Those who have been gleefully awaiting the decline and fall of america's suburban empire received a delightful treat in the March issue of the Atlantic Monthly:
"At Windy Ridge, a recently built starter-home development seven miles northwest of Charlotte, North Carolina, 81 of the community’s 132 small, vinyl-sided houses were in foreclosure as of late last year. Vandals have kicked in doors and stripped the copper wire from vacant houses; drug users and homeless people have furtively moved in. In December, after a stray bullet blasted through her son’s bedroom and into her own, Laurie Talbot, who’d moved to Windy Ridge from New York in 2005, told The Charlotte Observer, “I thought I’d bought a home in Pleasantville. I never imagined in my wildest dreams that stuff like this would happen.”"

[the windy ridge subdivision, via google]
Towards the end of the article, Leinberger engages in a bit of interesting speculation about the future of these homes:
"As conventional suburban lifestyles fall out of fashion and walkable urban alternatives proliferate, what will happen to obsolete large-lot houses? One might imagine culs-de-sac being converted to faux Main Streets, or McMansion developments being bulldozed and reforested or turned into parks. But these sorts of transformations are likely to be rare. Suburbia’s many small parcels of land, held by different owners with different motivations, make the purchase of whole neighborhoods almost unheard-of. Condemnation of single-family housing for “higher and better use” is politically difficult, and in most states it has become almost legally impossible in recent years. In any case, the infrastructure supporting large-lot suburban residential areas—roads, sewer and water lines—cannot support the dense development that urbanization would require, and is not easy to upgrade. Once large-lot, suburban residential landscapes are built, they are hard to unbuild.The experience of cities during the 1950s through the ’80s suggests that the fate of many single-family homes on the metropolitan fringes will be resale, at rock-bottom prices, to lower-income families—and in all likelihood, eventual conversion to apartments."

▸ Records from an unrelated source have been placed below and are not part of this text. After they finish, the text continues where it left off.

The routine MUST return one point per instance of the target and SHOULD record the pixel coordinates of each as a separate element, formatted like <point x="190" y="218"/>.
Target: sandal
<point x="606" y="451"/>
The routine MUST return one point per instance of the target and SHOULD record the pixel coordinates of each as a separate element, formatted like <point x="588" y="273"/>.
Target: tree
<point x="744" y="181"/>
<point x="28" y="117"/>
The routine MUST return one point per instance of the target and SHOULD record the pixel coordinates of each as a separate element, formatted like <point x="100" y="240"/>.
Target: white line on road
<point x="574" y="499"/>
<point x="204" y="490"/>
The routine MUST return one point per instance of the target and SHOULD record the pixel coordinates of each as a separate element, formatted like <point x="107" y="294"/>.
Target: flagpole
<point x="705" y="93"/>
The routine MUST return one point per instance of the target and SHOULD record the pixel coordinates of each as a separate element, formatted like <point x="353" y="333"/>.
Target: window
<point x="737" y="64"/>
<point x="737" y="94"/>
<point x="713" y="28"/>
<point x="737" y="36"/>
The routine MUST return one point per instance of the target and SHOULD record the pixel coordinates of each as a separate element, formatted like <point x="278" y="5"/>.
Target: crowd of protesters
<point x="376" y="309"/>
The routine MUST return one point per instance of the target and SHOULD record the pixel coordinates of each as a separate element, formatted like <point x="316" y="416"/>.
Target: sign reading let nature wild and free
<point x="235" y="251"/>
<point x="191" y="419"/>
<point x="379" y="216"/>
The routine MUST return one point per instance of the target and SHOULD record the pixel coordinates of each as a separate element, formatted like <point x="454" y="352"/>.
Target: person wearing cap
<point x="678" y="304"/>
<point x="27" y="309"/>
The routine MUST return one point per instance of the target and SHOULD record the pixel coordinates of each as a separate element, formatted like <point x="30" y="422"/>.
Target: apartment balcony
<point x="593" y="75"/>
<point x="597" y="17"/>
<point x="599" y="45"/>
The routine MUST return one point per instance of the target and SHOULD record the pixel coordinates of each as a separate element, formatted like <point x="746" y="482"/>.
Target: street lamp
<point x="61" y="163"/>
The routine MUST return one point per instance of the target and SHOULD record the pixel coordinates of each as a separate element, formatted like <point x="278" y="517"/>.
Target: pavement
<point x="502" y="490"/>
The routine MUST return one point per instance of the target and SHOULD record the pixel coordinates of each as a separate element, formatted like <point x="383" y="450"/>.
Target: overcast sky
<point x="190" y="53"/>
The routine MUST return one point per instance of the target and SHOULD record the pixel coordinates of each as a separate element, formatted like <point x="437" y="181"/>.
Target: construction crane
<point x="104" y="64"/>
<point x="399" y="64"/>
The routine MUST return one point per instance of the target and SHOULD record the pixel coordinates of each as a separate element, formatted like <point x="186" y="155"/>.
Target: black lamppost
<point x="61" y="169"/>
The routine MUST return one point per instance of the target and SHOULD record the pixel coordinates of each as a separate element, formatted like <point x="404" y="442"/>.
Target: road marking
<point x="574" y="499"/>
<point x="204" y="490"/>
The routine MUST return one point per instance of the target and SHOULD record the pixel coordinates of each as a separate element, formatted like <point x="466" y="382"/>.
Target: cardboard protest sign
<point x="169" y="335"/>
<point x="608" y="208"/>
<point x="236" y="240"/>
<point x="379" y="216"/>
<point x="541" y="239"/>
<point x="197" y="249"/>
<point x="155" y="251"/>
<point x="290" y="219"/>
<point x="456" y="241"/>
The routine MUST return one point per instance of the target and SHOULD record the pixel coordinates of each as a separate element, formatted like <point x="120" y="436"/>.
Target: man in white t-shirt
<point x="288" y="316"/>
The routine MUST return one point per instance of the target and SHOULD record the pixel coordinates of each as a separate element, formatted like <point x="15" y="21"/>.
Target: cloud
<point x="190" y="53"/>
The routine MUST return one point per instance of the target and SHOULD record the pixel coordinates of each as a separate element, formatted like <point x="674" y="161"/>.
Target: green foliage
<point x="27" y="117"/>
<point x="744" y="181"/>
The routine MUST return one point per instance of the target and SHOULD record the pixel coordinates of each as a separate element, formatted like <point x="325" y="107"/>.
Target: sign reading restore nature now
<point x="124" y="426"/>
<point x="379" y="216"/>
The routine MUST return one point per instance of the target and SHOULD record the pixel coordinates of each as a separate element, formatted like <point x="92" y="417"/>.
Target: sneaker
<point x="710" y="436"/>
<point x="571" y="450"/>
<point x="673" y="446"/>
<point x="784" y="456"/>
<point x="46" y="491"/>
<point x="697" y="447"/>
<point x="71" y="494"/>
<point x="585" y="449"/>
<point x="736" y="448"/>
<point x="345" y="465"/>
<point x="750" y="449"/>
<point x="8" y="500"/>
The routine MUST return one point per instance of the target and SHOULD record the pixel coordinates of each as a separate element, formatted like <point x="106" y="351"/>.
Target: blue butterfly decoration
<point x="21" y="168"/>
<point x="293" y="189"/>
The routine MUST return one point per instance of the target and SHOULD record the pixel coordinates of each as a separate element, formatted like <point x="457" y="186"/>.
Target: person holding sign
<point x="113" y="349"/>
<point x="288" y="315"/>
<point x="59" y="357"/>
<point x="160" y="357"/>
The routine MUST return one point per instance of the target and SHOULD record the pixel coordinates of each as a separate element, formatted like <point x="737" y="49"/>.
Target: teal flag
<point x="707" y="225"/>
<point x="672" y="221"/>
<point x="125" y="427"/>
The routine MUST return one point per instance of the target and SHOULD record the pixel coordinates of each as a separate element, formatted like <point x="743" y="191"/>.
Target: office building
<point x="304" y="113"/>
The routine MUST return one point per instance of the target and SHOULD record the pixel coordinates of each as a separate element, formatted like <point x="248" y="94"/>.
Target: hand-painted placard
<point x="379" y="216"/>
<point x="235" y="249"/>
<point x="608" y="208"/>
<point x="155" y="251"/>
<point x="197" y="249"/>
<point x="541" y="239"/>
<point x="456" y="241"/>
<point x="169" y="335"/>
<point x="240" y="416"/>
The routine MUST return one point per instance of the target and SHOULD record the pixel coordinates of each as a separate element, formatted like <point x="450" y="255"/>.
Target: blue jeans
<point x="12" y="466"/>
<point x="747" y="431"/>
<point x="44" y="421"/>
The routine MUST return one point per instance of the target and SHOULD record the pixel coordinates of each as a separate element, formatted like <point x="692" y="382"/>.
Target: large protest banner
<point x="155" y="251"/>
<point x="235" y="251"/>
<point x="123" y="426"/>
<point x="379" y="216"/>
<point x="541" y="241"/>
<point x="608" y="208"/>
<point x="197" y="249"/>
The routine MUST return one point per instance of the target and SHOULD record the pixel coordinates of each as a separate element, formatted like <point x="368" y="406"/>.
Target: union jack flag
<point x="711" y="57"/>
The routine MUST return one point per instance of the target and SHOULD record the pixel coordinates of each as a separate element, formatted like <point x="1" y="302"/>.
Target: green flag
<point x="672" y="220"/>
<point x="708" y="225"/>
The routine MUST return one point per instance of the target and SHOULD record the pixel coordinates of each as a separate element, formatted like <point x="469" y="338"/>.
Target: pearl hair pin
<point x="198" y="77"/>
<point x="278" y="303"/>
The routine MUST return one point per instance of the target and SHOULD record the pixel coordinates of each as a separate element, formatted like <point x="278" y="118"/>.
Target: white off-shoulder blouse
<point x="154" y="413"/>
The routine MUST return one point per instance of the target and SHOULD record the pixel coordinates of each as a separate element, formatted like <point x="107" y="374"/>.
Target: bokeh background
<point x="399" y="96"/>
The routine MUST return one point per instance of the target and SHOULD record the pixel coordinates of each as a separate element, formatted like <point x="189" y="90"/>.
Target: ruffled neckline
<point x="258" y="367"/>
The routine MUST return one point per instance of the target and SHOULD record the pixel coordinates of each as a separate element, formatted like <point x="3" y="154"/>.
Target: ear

It would be nice if the article had spent a bit more time exploring these burgeoning dystopias (and the reactions of the shocked homeowners) and little less time developing the standard urban planner's argument about suburbs and density (suburbs are bad, density is good, zoning, tax incentives, and nimbyism distort market demand in favor of large lot development, etc.). [Charlotte's newspaper, the Charlotte Observer, has done exactly that here]. I say this not so much because I disagree with those standard arguments (though they're often pushed in an unseemly fashion by Kunstler-types, I think they're essentially correct), but because the process of decay is much more interesting (and at least as important -- people will be living in those rentals, after all). This flickr set of the Detroit public school's (abandoned) book depository provides an ample demonstration of the potential attractiveness of decay. You can read a follow post by the photographer here, in which the photographer notes some of the danger implicit in romanticizing decay.